You remember how President Bush used to talk about illegal immigration—about how we needed to help all those undocumented people “living in the shadows”? Doesn’t that sound kinda nice—and restful? Living in the shadows, no government agencies harassing you for taxes and numbers and paperwork. By comparison, those of us in the blazing klieg lights of the nanny state are shadowed everywhere we go: government numbers for this, government cards for that, a life of barcodes and retinal scans, the TSA Obergropinführers at the airport…. You’d almost think that, compared to the 15 or 30 or however many million fine upstanding members of the Undocumented-American community are out there, the 300 or so million in the overdocumented segment of the population get a lousy deal.
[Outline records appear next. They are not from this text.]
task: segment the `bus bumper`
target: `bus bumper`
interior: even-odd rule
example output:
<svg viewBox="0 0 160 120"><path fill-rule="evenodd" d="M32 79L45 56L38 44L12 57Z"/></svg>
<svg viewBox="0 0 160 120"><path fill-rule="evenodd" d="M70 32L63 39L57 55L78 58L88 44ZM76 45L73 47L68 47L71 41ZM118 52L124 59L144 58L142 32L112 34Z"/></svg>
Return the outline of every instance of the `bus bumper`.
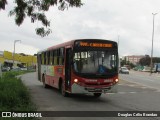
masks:
<svg viewBox="0 0 160 120"><path fill-rule="evenodd" d="M75 94L89 94L89 93L117 93L117 84L108 87L84 87L76 83L72 85L72 93Z"/></svg>

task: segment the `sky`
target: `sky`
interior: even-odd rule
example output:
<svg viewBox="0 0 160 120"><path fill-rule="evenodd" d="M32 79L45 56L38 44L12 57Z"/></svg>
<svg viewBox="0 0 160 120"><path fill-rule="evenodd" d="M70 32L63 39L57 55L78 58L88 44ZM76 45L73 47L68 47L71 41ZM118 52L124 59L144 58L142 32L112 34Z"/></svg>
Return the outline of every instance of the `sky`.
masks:
<svg viewBox="0 0 160 120"><path fill-rule="evenodd" d="M8 0L6 10L0 11L0 51L36 54L47 47L73 39L96 38L119 43L119 55L151 55L153 15L153 56L160 57L160 0L82 0L81 8L59 11L50 8L46 13L51 21L52 33L47 37L36 35L40 22L26 18L19 27L8 13L13 1Z"/></svg>

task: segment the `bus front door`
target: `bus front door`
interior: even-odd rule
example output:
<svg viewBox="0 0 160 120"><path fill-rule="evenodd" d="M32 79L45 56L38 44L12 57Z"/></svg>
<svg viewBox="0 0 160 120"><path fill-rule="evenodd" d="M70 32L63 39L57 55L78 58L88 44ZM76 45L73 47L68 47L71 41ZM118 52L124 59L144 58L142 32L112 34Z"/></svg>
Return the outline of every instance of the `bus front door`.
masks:
<svg viewBox="0 0 160 120"><path fill-rule="evenodd" d="M71 85L71 54L72 49L66 49L66 61L65 61L65 89L68 90Z"/></svg>

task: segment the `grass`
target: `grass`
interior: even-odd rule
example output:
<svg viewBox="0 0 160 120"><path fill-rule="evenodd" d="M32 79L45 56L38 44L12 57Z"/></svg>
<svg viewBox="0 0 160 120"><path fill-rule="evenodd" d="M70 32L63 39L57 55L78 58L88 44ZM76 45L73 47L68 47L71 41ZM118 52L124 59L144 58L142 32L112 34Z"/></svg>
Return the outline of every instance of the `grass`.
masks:
<svg viewBox="0 0 160 120"><path fill-rule="evenodd" d="M21 72L6 72L0 78L0 111L36 111L36 105L32 103L30 93L17 75ZM0 118L4 120L33 120L35 118ZM37 119L36 119L37 120Z"/></svg>

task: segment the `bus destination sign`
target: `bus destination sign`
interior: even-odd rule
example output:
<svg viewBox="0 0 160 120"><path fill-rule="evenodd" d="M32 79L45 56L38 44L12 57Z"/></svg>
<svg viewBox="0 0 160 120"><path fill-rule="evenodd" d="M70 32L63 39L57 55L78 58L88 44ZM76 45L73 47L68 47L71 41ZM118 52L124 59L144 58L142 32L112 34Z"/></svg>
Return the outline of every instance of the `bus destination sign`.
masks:
<svg viewBox="0 0 160 120"><path fill-rule="evenodd" d="M79 45L81 47L105 47L105 48L113 47L111 43L80 42Z"/></svg>

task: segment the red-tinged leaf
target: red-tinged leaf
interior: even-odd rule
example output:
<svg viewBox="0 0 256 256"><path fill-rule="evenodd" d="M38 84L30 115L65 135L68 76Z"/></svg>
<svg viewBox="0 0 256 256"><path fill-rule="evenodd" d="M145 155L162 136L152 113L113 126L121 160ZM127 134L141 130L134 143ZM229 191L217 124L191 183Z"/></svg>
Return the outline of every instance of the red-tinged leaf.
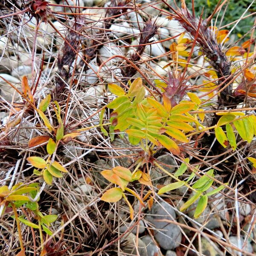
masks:
<svg viewBox="0 0 256 256"><path fill-rule="evenodd" d="M120 200L122 196L122 192L120 188L113 188L107 190L100 198L101 200L108 203L115 203Z"/></svg>
<svg viewBox="0 0 256 256"><path fill-rule="evenodd" d="M140 198L140 196L136 192L128 188L125 188L125 190L128 191L128 192L130 192L131 194L133 195L134 195L138 199L138 200L140 201L140 202L143 206L145 206L143 201L141 200L141 198Z"/></svg>
<svg viewBox="0 0 256 256"><path fill-rule="evenodd" d="M159 135L157 139L159 142L172 154L175 155L180 154L180 148L172 140L163 135Z"/></svg>
<svg viewBox="0 0 256 256"><path fill-rule="evenodd" d="M222 116L218 122L217 125L218 126L221 126L224 124L229 123L233 122L236 119L236 116L232 114L225 115Z"/></svg>
<svg viewBox="0 0 256 256"><path fill-rule="evenodd" d="M186 113L193 109L195 104L194 103L184 102L180 103L174 107L171 110L172 115L181 114Z"/></svg>
<svg viewBox="0 0 256 256"><path fill-rule="evenodd" d="M56 139L57 140L61 140L64 136L64 127L63 126L63 123L61 120L60 121L61 122L58 127L57 132L56 133Z"/></svg>
<svg viewBox="0 0 256 256"><path fill-rule="evenodd" d="M42 135L41 136L37 136L35 138L32 138L29 141L29 147L33 148L47 142L50 137L49 135Z"/></svg>
<svg viewBox="0 0 256 256"><path fill-rule="evenodd" d="M183 115L172 115L169 118L169 120L172 122L193 122L195 121L192 116L187 116Z"/></svg>
<svg viewBox="0 0 256 256"><path fill-rule="evenodd" d="M148 191L148 192L147 192L147 194L144 196L143 198L142 199L143 201L145 201L145 200L146 200L148 199L148 198L150 195L151 195L151 193L152 191L151 190Z"/></svg>
<svg viewBox="0 0 256 256"><path fill-rule="evenodd" d="M127 181L127 180L125 180L122 178L120 178L120 177L119 177L119 178L120 179L121 181L119 180L117 182L116 176L114 175L113 176L113 175L115 174L112 170L104 170L104 171L102 171L101 173L106 179L108 180L109 181L110 181L110 182L113 183L114 184L116 184L116 185L120 186L119 184L117 182L118 182L119 183L120 182L122 182L122 186L120 186L121 187L126 187L129 183L129 181Z"/></svg>
<svg viewBox="0 0 256 256"><path fill-rule="evenodd" d="M183 122L175 122L174 121L168 121L167 124L169 126L174 127L179 130L191 131L195 130L191 125Z"/></svg>
<svg viewBox="0 0 256 256"><path fill-rule="evenodd" d="M155 99L151 99L151 98L148 98L147 99L148 104L151 105L153 108L154 108L157 111L157 113L160 116L164 117L168 114L166 110L164 108L163 106Z"/></svg>
<svg viewBox="0 0 256 256"><path fill-rule="evenodd" d="M217 112L216 114L217 116L228 116L230 115L232 115L233 116L244 116L245 114L243 112Z"/></svg>
<svg viewBox="0 0 256 256"><path fill-rule="evenodd" d="M122 178L128 181L131 181L131 172L129 169L122 166L116 166L114 167L112 170L120 178Z"/></svg>
<svg viewBox="0 0 256 256"><path fill-rule="evenodd" d="M185 51L187 48L188 47L185 44L179 44L176 47L177 51L178 51L179 52Z"/></svg>
<svg viewBox="0 0 256 256"><path fill-rule="evenodd" d="M117 108L123 103L125 102L128 103L130 102L130 100L127 96L120 96L119 97L116 98L116 99L115 99L114 100L110 103L108 103L108 104L107 105L107 107L108 108Z"/></svg>
<svg viewBox="0 0 256 256"><path fill-rule="evenodd" d="M179 130L169 126L166 126L165 128L166 129L165 132L171 137L182 142L189 142L186 135Z"/></svg>
<svg viewBox="0 0 256 256"><path fill-rule="evenodd" d="M54 162L52 163L52 165L55 168L56 168L57 170L58 170L62 172L68 172L67 170L64 166L63 166L60 163L56 161L54 161Z"/></svg>
<svg viewBox="0 0 256 256"><path fill-rule="evenodd" d="M251 162L253 163L253 167L256 168L256 159L253 157L247 157L247 159Z"/></svg>
<svg viewBox="0 0 256 256"><path fill-rule="evenodd" d="M34 167L41 169L46 167L45 160L38 157L29 157L26 159L27 161Z"/></svg>
<svg viewBox="0 0 256 256"><path fill-rule="evenodd" d="M249 39L249 40L247 40L247 41L245 41L245 42L243 43L241 46L243 48L246 49L253 44L255 41L255 40L254 39Z"/></svg>
<svg viewBox="0 0 256 256"><path fill-rule="evenodd" d="M215 130L215 136L217 140L220 143L224 148L226 148L228 144L227 138L226 134L221 127L219 126L216 127Z"/></svg>
<svg viewBox="0 0 256 256"><path fill-rule="evenodd" d="M43 177L44 181L48 185L52 185L52 175L49 172L47 169L44 170Z"/></svg>
<svg viewBox="0 0 256 256"><path fill-rule="evenodd" d="M142 172L139 170L137 171L135 173L134 173L131 177L131 181L134 181L134 180L137 180L139 179L142 176Z"/></svg>
<svg viewBox="0 0 256 256"><path fill-rule="evenodd" d="M200 105L201 104L201 100L198 98L198 96L193 93L187 93L187 94L194 103L197 105Z"/></svg>
<svg viewBox="0 0 256 256"><path fill-rule="evenodd" d="M16 255L16 256L26 256L25 254L25 248L22 250L19 253Z"/></svg>
<svg viewBox="0 0 256 256"><path fill-rule="evenodd" d="M47 145L46 146L46 149L47 153L50 155L53 154L55 151L55 148L56 143L52 139L50 138Z"/></svg>
<svg viewBox="0 0 256 256"><path fill-rule="evenodd" d="M149 210L151 209L152 207L153 206L153 203L154 201L154 198L151 197L150 199L148 199L147 201L148 204L148 209Z"/></svg>
<svg viewBox="0 0 256 256"><path fill-rule="evenodd" d="M143 129L145 128L145 124L139 119L128 117L126 120L128 123L134 126L138 127L138 128L140 128L140 129Z"/></svg>
<svg viewBox="0 0 256 256"><path fill-rule="evenodd" d="M115 182L115 184L118 185L121 189L122 191L124 191L126 186L126 183L123 182L123 179L120 178L117 174L114 173L112 175L112 178Z"/></svg>
<svg viewBox="0 0 256 256"><path fill-rule="evenodd" d="M108 90L116 96L122 96L125 94L124 89L115 84L108 84Z"/></svg>
<svg viewBox="0 0 256 256"><path fill-rule="evenodd" d="M227 56L239 56L242 55L246 51L241 47L233 46L230 48L226 53Z"/></svg>
<svg viewBox="0 0 256 256"><path fill-rule="evenodd" d="M164 93L163 95L163 101L165 109L168 112L170 112L172 109L171 100Z"/></svg>
<svg viewBox="0 0 256 256"><path fill-rule="evenodd" d="M249 81L253 81L255 78L255 76L248 69L244 70L244 76Z"/></svg>
<svg viewBox="0 0 256 256"><path fill-rule="evenodd" d="M153 144L154 144L156 146L160 146L161 145L161 144L156 139L155 139L150 134L147 134L146 138L150 142L151 142Z"/></svg>
<svg viewBox="0 0 256 256"><path fill-rule="evenodd" d="M54 130L54 128L50 123L50 121L48 119L47 117L46 116L44 113L44 112L40 110L40 109L38 109L38 114L40 116L40 117L42 119L42 120L44 122L44 125L48 128L49 131L50 132L52 132L52 131Z"/></svg>
<svg viewBox="0 0 256 256"><path fill-rule="evenodd" d="M132 207L131 206L131 205L130 203L130 202L128 201L128 199L127 199L127 198L126 197L126 196L125 195L124 193L123 193L122 195L123 197L124 198L124 199L125 199L125 202L126 202L126 203L128 205L129 208L130 209L130 218L131 220L132 220L134 216L133 209L132 208Z"/></svg>
<svg viewBox="0 0 256 256"><path fill-rule="evenodd" d="M137 78L131 84L130 89L128 91L129 97L135 97L136 96L143 87L141 78L140 77Z"/></svg>
<svg viewBox="0 0 256 256"><path fill-rule="evenodd" d="M11 193L11 191L7 186L2 186L0 187L0 197L4 197Z"/></svg>
<svg viewBox="0 0 256 256"><path fill-rule="evenodd" d="M136 130L135 129L129 129L126 130L125 132L129 135L131 135L134 137L140 138L141 139L145 139L145 138L146 134L142 131L139 130Z"/></svg>
<svg viewBox="0 0 256 256"><path fill-rule="evenodd" d="M43 112L44 112L47 109L50 101L51 95L48 94L40 102L39 104L39 109Z"/></svg>

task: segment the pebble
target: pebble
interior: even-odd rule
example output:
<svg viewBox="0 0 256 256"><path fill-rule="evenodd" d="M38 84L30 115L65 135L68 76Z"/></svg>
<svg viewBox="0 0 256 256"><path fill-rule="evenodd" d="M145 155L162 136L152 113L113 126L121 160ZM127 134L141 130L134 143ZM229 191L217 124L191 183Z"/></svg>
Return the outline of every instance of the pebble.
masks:
<svg viewBox="0 0 256 256"><path fill-rule="evenodd" d="M235 246L236 246L236 247L239 247L239 240L237 236L230 236L229 237L229 239L230 243L231 243L232 244L235 245ZM243 244L244 244L244 239L242 237L241 237L240 238L240 246L241 247L243 246ZM228 247L228 248L229 249L229 251L231 252L231 248L230 247ZM252 246L252 245L250 244L250 243L248 241L248 240L245 243L245 246L242 249L242 250L248 253L252 253L253 251L253 247ZM233 250L233 251L236 255L239 255L240 254L239 252L236 251L235 250Z"/></svg>
<svg viewBox="0 0 256 256"><path fill-rule="evenodd" d="M166 251L166 256L177 256L176 253L173 251L168 250Z"/></svg>
<svg viewBox="0 0 256 256"><path fill-rule="evenodd" d="M123 225L120 227L120 232L121 233L124 233L129 227L133 226L134 224L134 221L132 221L130 223L126 223L124 225ZM141 234L141 233L143 233L145 231L145 225L143 221L140 221L139 225L139 233ZM131 230L131 232L135 235L137 233L137 226L134 227Z"/></svg>
<svg viewBox="0 0 256 256"><path fill-rule="evenodd" d="M178 226L165 221L157 221L162 219L172 221L176 219L176 214L171 206L166 202L155 203L148 214L146 219L152 224L155 230L154 230L154 236L159 245L166 250L178 246L181 241L181 233Z"/></svg>
<svg viewBox="0 0 256 256"><path fill-rule="evenodd" d="M84 6L91 7L93 6L94 0L84 0Z"/></svg>
<svg viewBox="0 0 256 256"><path fill-rule="evenodd" d="M20 66L12 71L11 75L17 78L31 74L31 67L29 66Z"/></svg>
<svg viewBox="0 0 256 256"><path fill-rule="evenodd" d="M207 256L221 256L215 250L213 246L205 238L201 238L200 247L202 250L202 254L203 255L207 255ZM199 250L199 248L198 250Z"/></svg>
<svg viewBox="0 0 256 256"><path fill-rule="evenodd" d="M14 76L7 74L0 73L0 76L6 79L13 85L20 89L20 80ZM0 95L5 100L11 102L13 98L15 101L17 101L20 97L18 93L9 84L0 77Z"/></svg>
<svg viewBox="0 0 256 256"><path fill-rule="evenodd" d="M135 248L137 240L136 236L132 233L130 233L126 237L128 244L123 249L126 255L137 255L137 251ZM147 256L147 251L145 243L140 239L138 240L138 250L140 256Z"/></svg>
<svg viewBox="0 0 256 256"><path fill-rule="evenodd" d="M239 202L238 206L239 212L243 216L247 216L251 213L251 206L249 204Z"/></svg>
<svg viewBox="0 0 256 256"><path fill-rule="evenodd" d="M130 9L127 10L127 12L128 12L130 11L131 11ZM140 28L142 28L143 27L143 19L140 14L137 13L137 15L136 15L136 13L135 12L129 12L127 15L129 17L129 22L131 24L132 24L133 27L138 29L139 26L138 25L138 23L139 23Z"/></svg>
<svg viewBox="0 0 256 256"><path fill-rule="evenodd" d="M116 55L123 55L120 48L117 47L115 44L109 43L105 44L99 51L99 57L102 62L105 61L111 57ZM111 59L111 61L106 63L106 65L112 65L112 63L116 63L120 61L120 59L115 58Z"/></svg>
<svg viewBox="0 0 256 256"><path fill-rule="evenodd" d="M152 42L154 42L158 41L158 40L156 37L153 37L151 40ZM147 45L145 48L144 52L151 56L158 57L166 53L166 51L161 43L157 43ZM167 59L166 56L160 58L163 60L167 60Z"/></svg>
<svg viewBox="0 0 256 256"><path fill-rule="evenodd" d="M87 184L79 184L79 186L75 189L75 190L79 193L81 193L82 191L85 194L88 194L93 191L93 188L91 186Z"/></svg>
<svg viewBox="0 0 256 256"><path fill-rule="evenodd" d="M192 197L192 195L194 195L194 193L192 193L192 195L190 197ZM199 199L198 199L195 203L192 204L190 206L188 209L188 212L189 216L192 218L194 219L194 214L195 208L198 205ZM207 221L207 224L205 225L205 227L210 230L212 230L217 227L219 227L220 224L218 221L218 219L213 217L213 213L212 213L211 215L209 216L209 214L211 212L211 209L209 206L206 207L205 209L203 212L201 214L201 216L195 219L195 221L200 224L204 224L206 221Z"/></svg>
<svg viewBox="0 0 256 256"><path fill-rule="evenodd" d="M111 30L110 35L113 35L115 38L120 38L129 34L131 28L128 22L124 21L111 25L109 29Z"/></svg>
<svg viewBox="0 0 256 256"><path fill-rule="evenodd" d="M160 255L160 249L154 242L150 236L147 235L141 239L145 243L147 250L147 256L155 256ZM158 253L158 254L157 254Z"/></svg>
<svg viewBox="0 0 256 256"><path fill-rule="evenodd" d="M97 73L99 70L99 66L93 61L90 61L88 66L90 67L85 71L85 81L88 85L91 85L96 83L99 80Z"/></svg>

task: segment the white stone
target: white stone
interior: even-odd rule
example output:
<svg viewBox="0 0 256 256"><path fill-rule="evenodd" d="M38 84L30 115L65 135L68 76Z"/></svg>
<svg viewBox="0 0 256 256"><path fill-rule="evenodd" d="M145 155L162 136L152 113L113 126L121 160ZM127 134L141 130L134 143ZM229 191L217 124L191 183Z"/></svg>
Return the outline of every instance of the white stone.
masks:
<svg viewBox="0 0 256 256"><path fill-rule="evenodd" d="M130 10L127 10L128 12ZM143 19L140 14L137 13L136 15L135 12L129 12L127 15L129 17L129 21L131 24L132 24L132 26L138 29L138 23L139 23L140 28L142 29L143 28L144 26Z"/></svg>
<svg viewBox="0 0 256 256"><path fill-rule="evenodd" d="M239 239L237 236L230 236L229 237L229 241L233 245L236 246L236 247L239 247ZM248 253L252 253L253 252L253 249L252 245L250 243L250 242L247 241L246 243L245 243L245 245L244 247L241 248L244 242L244 239L242 238L240 238L240 241L241 241L241 248L243 250L245 251L246 252L247 252ZM229 251L231 252L232 251L231 250L231 248L228 247L229 249ZM233 251L236 253L236 255L240 255L240 253L238 251L236 250L233 250Z"/></svg>
<svg viewBox="0 0 256 256"><path fill-rule="evenodd" d="M93 188L91 186L87 184L82 184L76 187L75 190L79 193L82 191L84 194L88 194L93 191Z"/></svg>
<svg viewBox="0 0 256 256"><path fill-rule="evenodd" d="M238 202L239 212L243 216L247 216L252 213L251 206L249 204Z"/></svg>
<svg viewBox="0 0 256 256"><path fill-rule="evenodd" d="M12 76L17 78L31 74L31 67L29 66L20 66L12 71Z"/></svg>
<svg viewBox="0 0 256 256"><path fill-rule="evenodd" d="M157 38L155 37L153 37L151 39L152 42L158 41ZM158 57L166 53L166 51L161 43L157 43L147 45L145 48L144 52L151 56ZM162 56L160 58L163 60L167 60L167 57Z"/></svg>
<svg viewBox="0 0 256 256"><path fill-rule="evenodd" d="M110 57L116 55L123 55L122 51L119 47L116 47L115 44L113 43L106 44L99 51L99 57L102 62L105 62ZM112 65L112 63L117 63L120 61L120 58L114 58L111 61L106 63L106 65Z"/></svg>
<svg viewBox="0 0 256 256"><path fill-rule="evenodd" d="M111 25L109 29L111 30L110 35L113 35L114 37L119 38L127 35L130 33L131 28L128 22L124 21Z"/></svg>

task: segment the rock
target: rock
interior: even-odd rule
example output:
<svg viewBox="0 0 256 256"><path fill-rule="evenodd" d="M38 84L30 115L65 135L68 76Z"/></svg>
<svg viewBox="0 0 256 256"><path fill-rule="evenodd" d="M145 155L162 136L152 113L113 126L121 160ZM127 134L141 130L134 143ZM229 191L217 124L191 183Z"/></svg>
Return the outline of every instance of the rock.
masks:
<svg viewBox="0 0 256 256"><path fill-rule="evenodd" d="M153 37L151 41L155 42L158 41L156 37ZM157 43L156 44L152 44L147 45L145 48L144 52L150 56L158 57L166 53L166 52L161 43ZM161 57L160 58L164 60L167 60L167 59L166 56Z"/></svg>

Incidentally, over half the illegal population supposedly came to America after September 11, 2001.95 That’s to say, they broke into a country on Code Orange alert. Odd that. Even under the panoptic surveillance of the “security state,” certain identity groups seem to be indulged by Big Government. In California one notices that the same regulatory leviathan that thinks nothing of sending in the heavies if a hardware store is offering complimentary coffee to its customers seems somewhat shyer of enforcing its bazillions of building code/food prep/environmental/health and safety rules against ad hoc mobile kitchens serving piping hot Mexican dishes up and down the highway. Park your van, get out the plastic chairs, pull out a tarp for a bit of shade, and start selling. All those county kitchen inspectors and food-prep permit issuers? Not a problem. Victor Davis Hanson, a tire-less bicycler round the Golden State’s Central Valley, notices the ever proliferating slicks of fat and lard emptied out on the road by such mobile restaurants, as do the crows and squirrels who love lapping them up.96 In the Panopticon State, the Shadowlands are thriving: a state that presumes to tax and license Joe Schmoe for using the table in the corner of his basement as a home office apparently doesn’t spot the half-dozen additional dwellings that sprout in José Schmoe’s yard out on the edge of town. Do-it-yourself wiring stretches from bungalow to lean-to trailer to RV to rusting pick-up on bricks, as five, six, eight, twelve different housing units pitch up on one lot. The more Undocumented America secedes from the hyper-regulatory state, the more frenziedly Big Nanny documents you and yours.